Pedro Reula, historiador del arte y músico, autor del estudio sobre Juan de Espina
Pedro Reula, historiador del arte y músico, autor del estudio sobre Juan de Espina
Francisco Jiménez

«He encontrado un escrito inédito de Quevedo donde habla de la silla pero no la describe. Aunque es difícil saber qué era –señala Reula–, yo me imagino una especie de cámara oscura en la que, por un ingenioso sistema de espejos, se reflejaba o proyectaba el cielo».

La silla era una tropelía más de Juan de Espina. «Las tropelías eran escenas de magia natural. Sabemos que organizaba en su casa espectáculos, saraos, pequeños teatrillos en los que mediante ingeniosos mecanismos lograba efectos insospechados. Espina tenía espíritu de científico, no de mago. Si en su época se distinguía entre magia diabólica y magia natural, él cultivaba esta última. Cuando realizaba algún engaño óptico sin explicación aparente, lo que planteaba a sus invitados es que tenían que mirar la realidad de otra manera. Él quería desentrañar las apariencias del mundo».

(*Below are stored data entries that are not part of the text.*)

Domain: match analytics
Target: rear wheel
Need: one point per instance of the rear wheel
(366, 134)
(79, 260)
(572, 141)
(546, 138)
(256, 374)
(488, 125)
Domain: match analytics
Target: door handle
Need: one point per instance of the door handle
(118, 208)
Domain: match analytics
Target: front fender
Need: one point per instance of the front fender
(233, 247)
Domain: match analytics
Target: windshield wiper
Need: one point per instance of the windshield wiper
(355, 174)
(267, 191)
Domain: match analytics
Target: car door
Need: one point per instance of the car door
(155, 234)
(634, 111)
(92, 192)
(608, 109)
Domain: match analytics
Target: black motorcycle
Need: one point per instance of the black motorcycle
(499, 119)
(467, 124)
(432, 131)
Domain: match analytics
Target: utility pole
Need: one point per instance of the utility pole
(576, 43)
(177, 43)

Pedro Reula subraya que «es imposible acabar con la leyenda de Espina. Y es que el personaje real es mucho más sugerente que el de cualquier novela. Espina llegó a estar preso de la Inquisición en Toledo durante un par de años. Se le acusó de nigromante. En realidad, entre su colección de objetos raros (decían que tenía una balanza que podía pesar la pata de una mosca) había algunos prohibidos, como la ‘confesión general’ de Rodrigo Calderón, que nadie podía poseer. Calderón era una figura que le había cautivado: también tenía la venda con la que le cubrieron los ojos y los cuchillos con los que le degollaron en la plaza mayor de Madrid.